The Canadian delegation tried to receive approval for a Canadian Confederation plan. They left for Britain for this purpose during the spring of 1865. The delegation had to fight an extremely hard battle to receive their final approval from Canada’s Legislature of the Union. There were a lot of French Canadian politicians who felt they were being lost in a culmination of English population and power. Many of them believed this was part of a plan to get rid of the French culture. They argued that the only real protection the French Canadian culture had was to place specific powers and rights directly into provincial hands. They felt this way they could be nurtured and protected to ensure the ultimate survival of the providence or region’s culture.

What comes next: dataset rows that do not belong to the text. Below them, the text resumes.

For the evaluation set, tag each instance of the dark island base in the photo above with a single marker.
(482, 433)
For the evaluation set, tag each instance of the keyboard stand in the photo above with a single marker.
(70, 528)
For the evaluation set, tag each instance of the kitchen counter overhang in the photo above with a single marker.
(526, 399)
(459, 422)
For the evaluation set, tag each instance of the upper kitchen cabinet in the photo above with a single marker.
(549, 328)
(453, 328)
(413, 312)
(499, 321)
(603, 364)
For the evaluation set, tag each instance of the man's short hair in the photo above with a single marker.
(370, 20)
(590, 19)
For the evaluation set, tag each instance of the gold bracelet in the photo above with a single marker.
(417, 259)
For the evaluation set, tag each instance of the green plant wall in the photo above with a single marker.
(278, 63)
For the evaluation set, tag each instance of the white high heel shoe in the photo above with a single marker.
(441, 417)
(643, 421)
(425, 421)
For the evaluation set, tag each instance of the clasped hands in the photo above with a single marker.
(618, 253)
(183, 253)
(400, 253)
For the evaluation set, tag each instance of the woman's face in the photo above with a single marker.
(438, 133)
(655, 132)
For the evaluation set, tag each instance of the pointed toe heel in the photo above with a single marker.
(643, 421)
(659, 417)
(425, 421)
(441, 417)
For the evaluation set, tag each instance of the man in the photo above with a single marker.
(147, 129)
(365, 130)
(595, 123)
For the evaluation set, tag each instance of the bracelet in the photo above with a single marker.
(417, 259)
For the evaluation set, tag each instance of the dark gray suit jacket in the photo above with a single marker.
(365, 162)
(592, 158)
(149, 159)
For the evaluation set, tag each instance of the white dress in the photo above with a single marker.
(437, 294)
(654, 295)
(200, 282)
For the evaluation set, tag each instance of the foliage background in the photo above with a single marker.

The London Conference started in December of 1866 under John A. Macdonald’s stewardship. There were still a wide range of contention points at this time that still remained outstanding. During the conference, these points were resolved and a compromise was agreed upon. New Brunswick and Nova Scotia were the two Canadas and they became the very first members of the new union. This was when the official name of Canada was chosen. The British government had expressed a lot of concerns regarding the situation in North America. They believed this process signified the beginning of the solidification of British North America through the newly formed Canada.
The London Conference was the last of a series of debates and discussion that eventually led to the 1867 Canadian Confederation. There were sixteen delegates from New Brunswick, Nova Scotia and the Province of Canada who met with the British government’s officials to draft what would be called the British North America Act of 1867. The London Conference continued the efforts of the earlier Quebec Conference to find resolutions for 72 separate issues. One of the biggest issues of concern was the education system. The Roman Catholic bishops lobbied to ensure a guarantee was provided to protect the separate schooling system. The Maritime delegates were opposed to this guarantee but Section 93 of the Act signified that a compromise had been reached.
The London Conference guaranteed Ontario and Quebec separate schooling systems but New Brunswick and Nova Scotia were not included. When the American Civil War ended, it acted as an accelerant. This helped push along the process for a mixture of British politics. At this point in time, the strongest and largest standing army on the globe likely belonged to the United States. During the war, many relationships had become shaky and this built a nervous anticipation regarding the British Colonies safety in North America. A lot of people believed the United States would be much more likely to threaten the British Colonies than an independent country. The final result of the conference was the British North America Act. This was the last time the Confederation was discussed during a conference.
The name of John A. Macdonald went down in history as the chairman for the conference. The Dominion of Canada was established when Queen Victoria gave her approval for the bill. Canada was officially created on July 1st of 1867. Lord Darby issued the act through British Parliament with only a couple of changes. The most famous was changing the name of the new country to the Dominion of Canada as opposed to the Kingdom of Canada.